Riggins, a Democrat, says he disagrees with the president’s viewpoint as do many others.
“I often use that marquee to kind of wink at people, and I understand that some people may not like that message, but so far I’ve had a considerable number say that they like it,” Riggins said.
A recent national Gallup poll seems to support that assertion, with business owners being among the least approving groups of the job the president is doing.
Based on interviews conducted with 25,464 working American adults, the poll found that Obama’s approval during the second quarter of this year among business owners was at 35 percent. That figure, according to Gallup, makes business owners essentially the least-approving (along with farmers, fishers and forestry workers at 34 percent) among the eleven major occupational groups polled.
County Democratic Chairman Kenton Spencer blames the economy for the lack of approval among business owners.
“It’s that simple,” said Spencer. “When the economy was bad under Bush, you heard from unhappy business owners, as I’m sure you did during any historical recession.”
But Scotland County GOP Chairman Bill Owens flatly blames Obama’s policies for the poor polling numbers.
“He is stifling business with regulations and policies, and it can’t survive and grow, which is supposedly what he wants it to do,” Owens said. “You have got to allow the freedom for initiative, and (Obama) is not doing that.”
For Riggins, the displeasure with Obama is related to the economy as well as a general philosophy espoused by the White House.
“We are at the point now where the government thinks that being successful is being bad,” Riggins said.
“The first year failure rate in the restaurant business is 51 percent, and it is not easy, and the president still wants to penalize us for our success,” said Riggins of the tax policies and regulations supported by Obama.
Riggins also believes that Obama fails to acknowledge how much business owners actually do contribute to infrastructure through taxes as well as indirectly.
“Not only do they match the taxes of their employees, but they pay property, sales and tourism taxes,” Riggins said. “My little restaurant pays $250,000 per year in taxes, not counting income taxes.”
Out of context
Spencer said he does not believe Obama’s comment has been fairly represented by critics.
“I applaud Mr. Riggins for expressing himself,” said Spencer. “What his marquee said, by the facts, holds water.
“But what the president said has been taken out of context, however, to get us back to this small government vs. big government polemic.”

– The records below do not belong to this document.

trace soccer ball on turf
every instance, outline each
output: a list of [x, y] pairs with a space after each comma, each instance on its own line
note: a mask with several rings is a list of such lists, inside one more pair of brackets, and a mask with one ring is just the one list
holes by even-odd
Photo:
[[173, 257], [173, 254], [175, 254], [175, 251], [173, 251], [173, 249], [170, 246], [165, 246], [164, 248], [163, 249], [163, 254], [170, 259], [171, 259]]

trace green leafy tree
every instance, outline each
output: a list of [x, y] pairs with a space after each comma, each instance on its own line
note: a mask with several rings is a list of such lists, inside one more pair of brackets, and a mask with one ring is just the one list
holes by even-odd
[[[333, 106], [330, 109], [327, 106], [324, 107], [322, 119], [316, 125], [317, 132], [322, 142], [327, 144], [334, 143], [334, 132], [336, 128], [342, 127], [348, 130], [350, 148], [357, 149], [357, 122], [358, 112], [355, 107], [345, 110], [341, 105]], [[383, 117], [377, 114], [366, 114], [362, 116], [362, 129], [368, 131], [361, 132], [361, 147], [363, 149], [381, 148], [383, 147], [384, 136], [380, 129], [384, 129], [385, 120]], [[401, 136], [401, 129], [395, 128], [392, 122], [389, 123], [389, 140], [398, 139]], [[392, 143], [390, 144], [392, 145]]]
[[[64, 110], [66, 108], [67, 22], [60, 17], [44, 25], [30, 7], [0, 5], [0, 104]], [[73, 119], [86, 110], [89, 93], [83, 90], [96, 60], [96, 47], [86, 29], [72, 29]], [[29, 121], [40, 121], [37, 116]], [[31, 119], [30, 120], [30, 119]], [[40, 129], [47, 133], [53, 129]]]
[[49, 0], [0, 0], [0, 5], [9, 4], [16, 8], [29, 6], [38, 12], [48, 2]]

Spencer said funding infrastructure is part of the process of government, and the relationship between business and government is what defines our system.
“That is what the president was saying,” he said.
Disagreeing with Spencer, Owens said that he felt Obama’s comments have been used fairly by Republicans who say that they “tell us something of his true feelings toward business.”
“The only reason (Obama) wishes to now add some context to his comments is for political position,” Owens said.
In the case of the upcoming presidential election, Spencer said that he supports the president’s plan to continue rebuilding the economy.
“That contrasts with (Republican nominee) Mitt Romney’s plan, which is just to be contrarian,” Spencer said.
Riggins said the president has been given enough time.
“The president campaigned saying that he would fix the problems, saying that if things were not better by his third year, he did not deserve re-election,” Riggins said. “He has not even edged toward that.”
Adding that he was no “big fan” of Romney, Riggins said that he is even less of a fan of Obama.
“The president has not changed, his performance is not any better, so why would we want four more years of what we have had?”
Four other business owners contacted by The Laurinburg Exchange refused to speak publicly.
“I support the president and what he said has absolutely been perverted with regard to its meaning,” said one Laurinburg business owner.
Another local business owner said that he “would be more keen to bash the president but for the fact that I’d lose business.”